Uitspraak 201706603/1/A1


Volledige tekst

201706603/1/A1.
Datum uitspraak: 12 december 2018

AFDELING
BESTUURSRECHTSPRAAK

Uitspraak op het hoger beroep van:

[appellant A] en [appellant B], wonend te Amsterdam,
appellanten,

tegen de uitspraak van de rechtbank Amsterdam van 4 augustus 2017 in zaak nr. 17/1119 in het geding tussen:

[appellant A] en [appellant B]

en

het algemeen bestuur van de bestuurscommissie Noord van de gemeente Amsterdam (hierna: het algemeen bestuur).

Procesverloop

Bij besluiten van 13 juni 2016 en 14 juni 2016 heeft het algemeen bestuur [appellant A] en [appellant B] omgevingsvergunningen verleend voor het veranderen en vergroten van de woningen op de percelen [locatie A] en [locatie B] te Amsterdam (hierna: de percelen), door middel van een aanbouw aan de achterzijde van de woningen, deels voorzien van een dakterras.
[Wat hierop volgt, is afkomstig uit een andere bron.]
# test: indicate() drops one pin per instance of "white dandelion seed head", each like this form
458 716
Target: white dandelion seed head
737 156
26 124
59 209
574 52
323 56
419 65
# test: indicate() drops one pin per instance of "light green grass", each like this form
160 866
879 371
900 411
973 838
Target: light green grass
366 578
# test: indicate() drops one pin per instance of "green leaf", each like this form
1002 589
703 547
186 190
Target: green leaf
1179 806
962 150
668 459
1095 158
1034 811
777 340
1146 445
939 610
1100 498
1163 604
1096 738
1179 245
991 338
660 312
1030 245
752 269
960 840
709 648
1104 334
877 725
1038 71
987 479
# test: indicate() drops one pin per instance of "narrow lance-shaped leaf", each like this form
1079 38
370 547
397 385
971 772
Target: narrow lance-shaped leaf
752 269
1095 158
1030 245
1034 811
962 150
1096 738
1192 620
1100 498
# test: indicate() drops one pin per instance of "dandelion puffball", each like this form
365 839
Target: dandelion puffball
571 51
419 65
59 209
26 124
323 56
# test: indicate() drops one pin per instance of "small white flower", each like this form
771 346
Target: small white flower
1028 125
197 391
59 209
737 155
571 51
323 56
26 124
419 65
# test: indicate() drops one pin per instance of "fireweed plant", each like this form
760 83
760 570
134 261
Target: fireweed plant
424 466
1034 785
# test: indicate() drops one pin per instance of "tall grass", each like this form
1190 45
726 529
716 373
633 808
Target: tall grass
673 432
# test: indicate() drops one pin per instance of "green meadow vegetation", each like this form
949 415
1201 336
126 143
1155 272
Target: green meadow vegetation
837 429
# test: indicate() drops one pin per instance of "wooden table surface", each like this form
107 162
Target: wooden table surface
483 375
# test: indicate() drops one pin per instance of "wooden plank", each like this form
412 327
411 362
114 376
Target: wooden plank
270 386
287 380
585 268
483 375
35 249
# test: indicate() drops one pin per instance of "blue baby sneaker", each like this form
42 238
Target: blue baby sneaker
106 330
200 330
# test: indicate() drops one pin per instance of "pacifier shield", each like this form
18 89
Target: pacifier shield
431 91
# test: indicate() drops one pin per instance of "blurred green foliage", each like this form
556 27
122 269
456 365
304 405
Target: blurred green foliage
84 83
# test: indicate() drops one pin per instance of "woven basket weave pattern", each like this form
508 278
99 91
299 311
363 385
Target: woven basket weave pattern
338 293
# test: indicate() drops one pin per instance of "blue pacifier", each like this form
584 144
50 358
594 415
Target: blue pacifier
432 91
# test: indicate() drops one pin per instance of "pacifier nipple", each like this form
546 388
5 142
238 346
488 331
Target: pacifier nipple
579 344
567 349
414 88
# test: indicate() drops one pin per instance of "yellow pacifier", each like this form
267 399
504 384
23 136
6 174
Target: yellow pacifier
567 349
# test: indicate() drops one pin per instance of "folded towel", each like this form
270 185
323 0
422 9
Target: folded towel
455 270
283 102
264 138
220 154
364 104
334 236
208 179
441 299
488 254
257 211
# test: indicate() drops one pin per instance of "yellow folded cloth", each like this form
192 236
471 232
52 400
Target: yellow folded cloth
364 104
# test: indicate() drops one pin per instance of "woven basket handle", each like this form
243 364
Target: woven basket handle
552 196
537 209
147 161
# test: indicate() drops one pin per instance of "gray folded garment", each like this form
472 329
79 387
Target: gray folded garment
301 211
Bij afzonderlijke besluiten van 9 februari 2017 heeft het algemeen bestuur de door [persoon A] en [persoon B] daartegen gemaakte bezwaren gegrond verklaard, de besluiten van 13 en 14 juni 2016 herroepen en de gevraagde omgevingsvergunningen alsnog geweigerd.

Bij uitspraak van 4 augustus 2017 heeft de rechtbank het door [appellant A] en [appellant B] daartegen ingestelde beroep ongegrond verklaard. Deze uitspraak is aangehecht.

Tegen deze uitspraak hebben [appellant A] en [appellant B] hoger beroep ingesteld.

[appellant A] en [appellant B] en het algemeen bestuur hebben nadere stukken ingediend.

De Afdeling heeft de zaak ter zitting behandeld op 14 juni 2018, waar [appellant A], bijgestaan door mr. F.J.M. Kobossen, advocaat te Apeldoorn, en het algemeen bestuur, vertegenwoordigd door mr. P.J.M. Nooij, zijn verschenen.

Overwegingen

Inleiding

1. De aanvragen voorzien in aanbouwen aan de achterzijde van de woningen op de begane grond. Deze aanbouwen worden gedeeltelijk voorzien van een dakterras, namelijk tot een diepte van 1,80 meter aansluitend aan de woningen op de eerste verdieping.

2. [persoon A] en [persoon B] wonen op de percelen [locatie C], onderscheidenlijk [locatie D] en kunnen zich niet met de bouwplannen verenigen, omdat zij stellen dat de privacy in hun achtertuinen door realisering van de dakterrassen wordt aangetast. Verder vrezen zij voor waardedaling van hun woningen, alsmede dat de aanwezigheid van de aanbouwen de kans op inbraken in de buurt verhoogt.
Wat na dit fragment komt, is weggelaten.